From: David Hildenbrand <david@redhat.com>
To: Mike Rapoport <rppt@kernel.org>
Cc: David Hildenbrand <david@redhat.com>,
Andrew Morton <akpm@linux-foundation.org>,
Alexander Viro <viro@zeniv.linux.org.uk>,
Andy Lutomirski <luto@kernel.org>, Arnd Bergmann <arnd@arndb.de>,
Borislav Petkov <bp@alien8.de>,
Catalin Marinas <catalin.marinas@arm.com>,
Christopher Lameter <cl@linux.com>,
Dan Williams <dan.j.williams@intel.com>,
Dave Hansen <dave.hansen@linux.intel.com>,
Elena Reshetova <elena.reshetova@intel.com>,
"H. Peter Anvin" <hpa@zytor.com>, Ingo Molnar <mingo@redhat.com>,
James Bottomley <jejb@linux.ibm.com>,
"Kirill A. Shutemov" <kirill@shutemov.name>,
Matthew Wilcox <willy@infradead.org>,
Mark Rutland <mark.rutland@arm.com>,
Mike Rapoport <rppt@linux.ibm.com>,
Michael Kerrisk <mtk.manpages@gmail.com>,
Palmer Dabbelt <palmer@dabbelt.com>,
Paul Walmsley <paul.walmsley@sifive.com>,
Peter Zijlstra <peterz@infradead.org>,
Rick Edgecombe <rick.p.edgecombe@intel.com>,
Shuah Khan <shuah@kernel.org>,
Thomas Gleixner <tglx@linutronix.de>,
Tycho Andersen <tycho@tycho.ws>, Will Deacon <will@kernel.org>,
linux-api@vger.kernel.org, linux-arch@vger.kernel.org,
linux-arm-kernel@lists.infradead.org,
linux-fsdevel@vger.kernel.org, linux-mm@kvack.org,
linux-kernel@vger.kernel.org, linux-kselftest@vger.kernel.org,
linux-nvdimm@lists.01.org, linux-riscv@lists.infradead.org,
x86@kernel.org
Subject: Re: [PATCH v8 2/9] mmap: make mlock_future_check() global
Date: Thu, 12 Nov 2020 21:15:18 +0100 [thread overview]
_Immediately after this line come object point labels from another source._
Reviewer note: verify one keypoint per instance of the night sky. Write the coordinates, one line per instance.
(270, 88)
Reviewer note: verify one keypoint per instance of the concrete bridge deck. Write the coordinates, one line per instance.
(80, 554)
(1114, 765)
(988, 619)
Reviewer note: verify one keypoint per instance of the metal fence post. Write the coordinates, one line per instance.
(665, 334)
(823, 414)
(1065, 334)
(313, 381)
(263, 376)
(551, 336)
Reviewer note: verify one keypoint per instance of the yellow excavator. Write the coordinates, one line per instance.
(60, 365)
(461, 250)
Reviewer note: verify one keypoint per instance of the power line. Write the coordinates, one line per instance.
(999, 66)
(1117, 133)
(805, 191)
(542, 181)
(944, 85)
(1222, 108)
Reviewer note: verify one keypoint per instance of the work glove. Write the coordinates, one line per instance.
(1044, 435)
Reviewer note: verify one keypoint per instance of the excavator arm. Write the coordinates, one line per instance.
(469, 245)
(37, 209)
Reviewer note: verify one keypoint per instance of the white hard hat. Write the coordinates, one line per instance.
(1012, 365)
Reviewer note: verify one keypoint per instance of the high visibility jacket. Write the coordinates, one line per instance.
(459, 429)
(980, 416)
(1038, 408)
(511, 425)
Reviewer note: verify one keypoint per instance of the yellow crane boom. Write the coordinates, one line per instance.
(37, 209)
Message-ID: <7A16CA44-782D-4ABA-8D93-76BDD0A90F94@redhat.com> (raw)
In-Reply-To: <20201112190827.GP4758@kernel.org>
> Am 12.11.2020 um 20:08 schrieb Mike Rapoport <rppt@kernel.org>:
>
> On Thu, Nov 12, 2020 at 05:22:00PM +0100, David Hildenbrand wrote:
>>> On 10.11.20 19:06, Mike Rapoport wrote:
>>> On Tue, Nov 10, 2020 at 06:17:26PM +0100, David Hildenbrand wrote:
>>>> On 10.11.20 16:14, Mike Rapoport wrote:
>>>>> From: Mike Rapoport <rppt@linux.ibm.com>
>>>>>
>>>>> It will be used by the upcoming secret memory implementation.
>>>>>
>>>>> Signed-off-by: Mike Rapoport <rppt@linux.ibm.com>
>>>>> ---
>>>>> mm/internal.h | 3 +++
>>>>> mm/mmap.c | 5 ++---
>>>>> 2 files changed, 5 insertions(+), 3 deletions(-)
>>>>>
>>>>> diff --git a/mm/internal.h b/mm/internal.h
>>>>> index c43ccdddb0f6..ae146a260b14 100644
>>>>> --- a/mm/internal.h
>>>>> +++ b/mm/internal.h
>>>>> @@ -348,6 +348,9 @@ static inline void munlock_vma_pages_all(struct vm_area_struct *vma)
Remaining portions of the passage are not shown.